The service came to an end, and Pendoggat rose to address the meeting. He asked the people to remain in their places for a few moments, and he turned to Eli, who was still at the reading-desk, and said, with his eyes upon the walls which were sweating moisture—
"You called a meeting here last summer, minister. You said you had found nickel on Dartmoor, and you wanted to start a company to work it."
"No, no," cried Eli, beginning to flap his big hands as if he was learning to fly. He had expected something was going to happen, but not this. "That is not true, Mr. Pendoggat."
"Let him talk," muttered the grocer. "Your time's coming."

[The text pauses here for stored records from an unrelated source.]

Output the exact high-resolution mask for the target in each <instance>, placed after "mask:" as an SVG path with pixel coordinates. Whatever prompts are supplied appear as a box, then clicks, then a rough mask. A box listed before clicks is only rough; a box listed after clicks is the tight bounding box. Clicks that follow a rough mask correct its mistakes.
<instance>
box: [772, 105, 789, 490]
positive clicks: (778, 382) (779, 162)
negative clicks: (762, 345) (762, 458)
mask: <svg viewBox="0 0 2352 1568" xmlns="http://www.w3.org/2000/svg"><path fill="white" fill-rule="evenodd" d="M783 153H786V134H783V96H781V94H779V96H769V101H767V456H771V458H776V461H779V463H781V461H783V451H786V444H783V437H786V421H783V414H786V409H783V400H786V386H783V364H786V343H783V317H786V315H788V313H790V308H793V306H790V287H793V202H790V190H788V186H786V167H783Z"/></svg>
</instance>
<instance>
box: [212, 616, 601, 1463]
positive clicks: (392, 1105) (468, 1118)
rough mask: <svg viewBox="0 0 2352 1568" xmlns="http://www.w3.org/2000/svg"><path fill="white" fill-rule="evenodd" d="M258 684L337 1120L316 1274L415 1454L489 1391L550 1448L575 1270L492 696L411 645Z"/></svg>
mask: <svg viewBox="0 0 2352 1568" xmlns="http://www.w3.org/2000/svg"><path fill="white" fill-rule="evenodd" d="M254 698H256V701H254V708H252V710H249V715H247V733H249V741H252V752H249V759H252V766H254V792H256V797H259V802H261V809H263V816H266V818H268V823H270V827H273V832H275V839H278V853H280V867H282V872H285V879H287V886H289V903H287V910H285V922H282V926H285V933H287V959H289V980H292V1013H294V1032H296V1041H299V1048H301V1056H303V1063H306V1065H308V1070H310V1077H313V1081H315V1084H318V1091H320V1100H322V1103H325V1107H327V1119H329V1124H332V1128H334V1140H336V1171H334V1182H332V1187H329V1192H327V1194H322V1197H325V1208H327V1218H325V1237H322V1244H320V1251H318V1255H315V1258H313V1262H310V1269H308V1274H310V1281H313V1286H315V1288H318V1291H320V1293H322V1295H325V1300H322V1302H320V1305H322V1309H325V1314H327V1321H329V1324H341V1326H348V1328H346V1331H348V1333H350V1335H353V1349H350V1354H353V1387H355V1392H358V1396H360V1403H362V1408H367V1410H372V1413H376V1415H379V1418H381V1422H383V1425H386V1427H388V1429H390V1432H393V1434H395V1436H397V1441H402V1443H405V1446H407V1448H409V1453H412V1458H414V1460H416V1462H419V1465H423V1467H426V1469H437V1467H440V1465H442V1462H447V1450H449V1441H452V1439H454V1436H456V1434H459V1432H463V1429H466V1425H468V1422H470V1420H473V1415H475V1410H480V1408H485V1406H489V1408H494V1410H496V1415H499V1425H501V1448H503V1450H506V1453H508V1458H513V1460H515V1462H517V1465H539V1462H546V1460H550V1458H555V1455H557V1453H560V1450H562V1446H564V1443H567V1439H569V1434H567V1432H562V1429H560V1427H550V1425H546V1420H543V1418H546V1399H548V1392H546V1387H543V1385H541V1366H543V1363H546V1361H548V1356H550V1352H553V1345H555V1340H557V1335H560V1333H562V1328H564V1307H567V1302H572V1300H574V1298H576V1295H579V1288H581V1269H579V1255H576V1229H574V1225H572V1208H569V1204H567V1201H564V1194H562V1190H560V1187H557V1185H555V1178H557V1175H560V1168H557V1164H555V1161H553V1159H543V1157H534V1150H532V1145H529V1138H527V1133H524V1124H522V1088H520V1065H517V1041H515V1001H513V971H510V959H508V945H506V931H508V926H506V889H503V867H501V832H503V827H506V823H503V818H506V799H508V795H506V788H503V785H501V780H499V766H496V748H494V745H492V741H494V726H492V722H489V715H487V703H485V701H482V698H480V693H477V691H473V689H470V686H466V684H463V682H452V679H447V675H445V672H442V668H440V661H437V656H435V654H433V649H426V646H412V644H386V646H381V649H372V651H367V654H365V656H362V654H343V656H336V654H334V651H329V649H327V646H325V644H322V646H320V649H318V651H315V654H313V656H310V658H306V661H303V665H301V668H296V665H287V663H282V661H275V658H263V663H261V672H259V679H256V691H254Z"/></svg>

"I say you called a meeting, and I came to it," Pendoggat went on. "There are folks here to-night who came to that meeting, and they will remember what happened. You sent round a sample of nickel, and then I got up and said there was no money in the scheme, and I said I would have nothing to do with it, and I told the others they would be fools if they invested anything in it. I ask any one here to get up and say whether that is true or not."
"It was your mine, Mr. Pendoggat. It was your scheme. Oh, Mr. Pendoggat, 'ow can you talk like this, and uncle listening?" cried the miserable Eli.
Up got the old farmer, who had been present at the meeting, and said in his rambling way that Pendoggat had spoken nothing but the truth; and he added, for the benefit of the visitors, what his uncle, who had been a miner in the old days, had told him concerning the various wheals, and the water in them, and the difficulty of working them on account of that water. And when he had repeated his remarks, so that there might be no misunderstanding, the grocer sent his elbow into the jam-maker's ribs, and whispered in his deplorable phraseology that his nephew had been up to a blooming lot o' dirty tricks and no error; while the jam-maker awoke, with a curt remark about the increasing protuberance of his wife's bones, and found himself in cold lamp-lighted Ebenezer, looking at Eli's countenance which was beginning to exude moisture like the stones of the walls.
"Friends, uncle, and Mr. Pendoggat—" stammered the poor minister, trying to be oratorical; but the grocer only muttered: "Stow your gab and let the man talk."